Workability and mechanical performance of shield muck–slag-based engineered geopolymer composites modified with chemical admixtures

Engineered geopolymer composite (EGC) has been suggested to be an eco-friendly strain-hardening material with superior crack-control capability, which can effectively resist the erosive effects in marine environments. Herein, we proposed the novel EGC formulations synthesized from a blend of shield muck and slag (SS-EGC), addressing both the diminishing supply of geopolymer raw materials and the environmental challenges posed by accumulating shield muck stockpiles. A comprehensive experimental program evaluated the influence of various chemical admixtures—including borax retarders, naphthalene-based superplasticizers, BCH retarders (a composite consisting of 80 wt% barium chloride and 20 wt% zinc sulfate), melamine superplasticizers, and polycarboxylate-based superplasticizers—on the fresh and hardened properties of SS-EGC. We show that borax retarders effectively improve workability and maintain or enhance mechanical performance by moderating the hydration and setting process. In contrast, naphthalene-based superplasticizers and BCH retarders, while beneficial in improving flowability and extending setting time respectively, adversely affect the composite's mechanical strength.

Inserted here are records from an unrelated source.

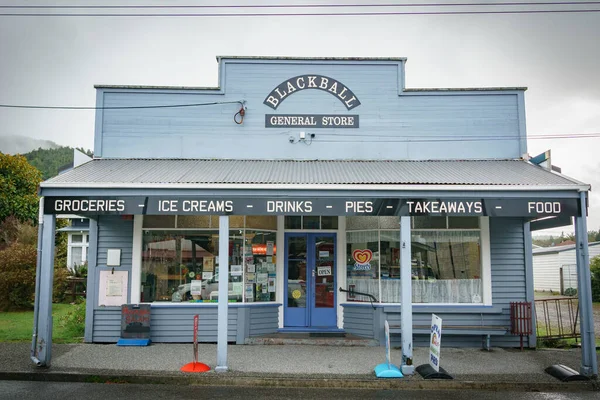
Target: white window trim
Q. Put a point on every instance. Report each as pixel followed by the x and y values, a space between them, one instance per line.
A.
pixel 486 265
pixel 84 244
pixel 486 261
pixel 136 264
pixel 136 259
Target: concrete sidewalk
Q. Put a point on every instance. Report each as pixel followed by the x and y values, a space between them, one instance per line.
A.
pixel 292 365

Meanwhile, melamine superplasticizers and polycarboxylate-based superplasticizers have limited effect in the highly alkaline environment of SS-EGC. Notably, a significant deterioration in mechanical properties is observed with polycarboxylate-based superplasticizers, contrasting sharply with their superior performance in conventional cement-based formulations. Additionally, key parameters derived from the viscosity–time curve effectively characterize SS-EGC workability. Specifically, flowability exhibits a linear negative correlation with η5 (viscosity at 5 min), while the initial setting time increases linearly with ln t (rate of viscosity growth). These findings provide valuable guidance and data support for further optimizing the engineering applications of SS-EGC.